Re-reading this, and watching the spring/summer 2015 collections begin to unfold, it’s striking how influential Simons’s work has been. I remember seeing Cathy Horyn, then fashion critic for The New York Times, at a Thomas Tait show in London. She remarked how she had seen reflections of Simons’s first Dior cruise show in the collections of numerous other designers. “That one collection has been a goldmine,” she commented. I hadn’t equated Simons’s Dior collage with what other designers have been creating, but there is a correlation between his layered skirts, patched together from dozens of floating silk squares, and the season’s emergent taste for floating panels and asymmetry. What he’s doing is referenced, and frequently directly copied, even at cruise level.

That’s because Raf Simons is full of ideas, full of thoughts. More so, he’s willing to experiment, and to make mistakes – or at least, take wrong turns that may lead on to something new and different.
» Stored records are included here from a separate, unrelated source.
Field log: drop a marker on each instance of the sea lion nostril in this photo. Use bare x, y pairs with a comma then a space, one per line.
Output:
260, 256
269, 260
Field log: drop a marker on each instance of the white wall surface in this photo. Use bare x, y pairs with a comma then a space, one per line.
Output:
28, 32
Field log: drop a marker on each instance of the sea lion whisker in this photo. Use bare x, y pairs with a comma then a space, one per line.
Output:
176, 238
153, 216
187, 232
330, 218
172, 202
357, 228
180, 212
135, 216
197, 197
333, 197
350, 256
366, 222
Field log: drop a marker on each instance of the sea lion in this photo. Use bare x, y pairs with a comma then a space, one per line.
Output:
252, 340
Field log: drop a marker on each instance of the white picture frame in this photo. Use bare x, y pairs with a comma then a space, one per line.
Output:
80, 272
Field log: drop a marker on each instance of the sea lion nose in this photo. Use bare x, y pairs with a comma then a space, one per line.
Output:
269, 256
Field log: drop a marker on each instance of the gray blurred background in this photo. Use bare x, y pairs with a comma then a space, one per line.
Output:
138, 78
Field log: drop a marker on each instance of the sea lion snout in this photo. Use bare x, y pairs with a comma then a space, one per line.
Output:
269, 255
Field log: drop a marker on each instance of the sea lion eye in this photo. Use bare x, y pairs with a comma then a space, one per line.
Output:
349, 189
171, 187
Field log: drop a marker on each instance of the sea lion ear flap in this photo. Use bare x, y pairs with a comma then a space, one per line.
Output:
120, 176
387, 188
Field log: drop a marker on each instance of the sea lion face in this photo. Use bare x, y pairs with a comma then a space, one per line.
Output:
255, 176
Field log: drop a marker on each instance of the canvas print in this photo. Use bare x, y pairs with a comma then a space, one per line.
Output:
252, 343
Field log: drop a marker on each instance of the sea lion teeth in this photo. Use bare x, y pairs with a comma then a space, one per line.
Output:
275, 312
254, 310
This collection was exploding with ideas, none of which felt second-hand. “For example, there are Bar jackets, all kind of Bar jackets, but there are Bar jackets that are reduced to the female shape, almost like a mannequin in a couture house, which are then covered by silk scarves, so suddenly it’s like a painted body. At the same time, sometimes there are Bar shapes, and the silk scarves are used as they are, to be draped on and then suddenly you have like a fluid skirt,” says Simons, breathlessly, reeling through a litany of the outfits from the collection. “All of these things are going on – I was thinking about how can I deal in the different way in which printing, graphic, flowers, that that sort of thing.”

It’s all the more remarkable to see this breadth of thinking expounded on a cruise collection – traditionally (and even in Simons’s own words) a primarily sales-driven vehicle. I wonder if he gets a kick out of that? After all, Raf Simons (the man and label) has often played with rules and uniforms, the raiments of subcultures, schoolboy garb and the cultish attire of teenage music fanatics. The idea of working within the restrictions of a season for sales rather than flights of fancy perhaps had an appeal for him. “It also needs to have a commercial impact, for myself as well,” says he. “It’s a cruise collection.” But not like one we’ve ever seen before.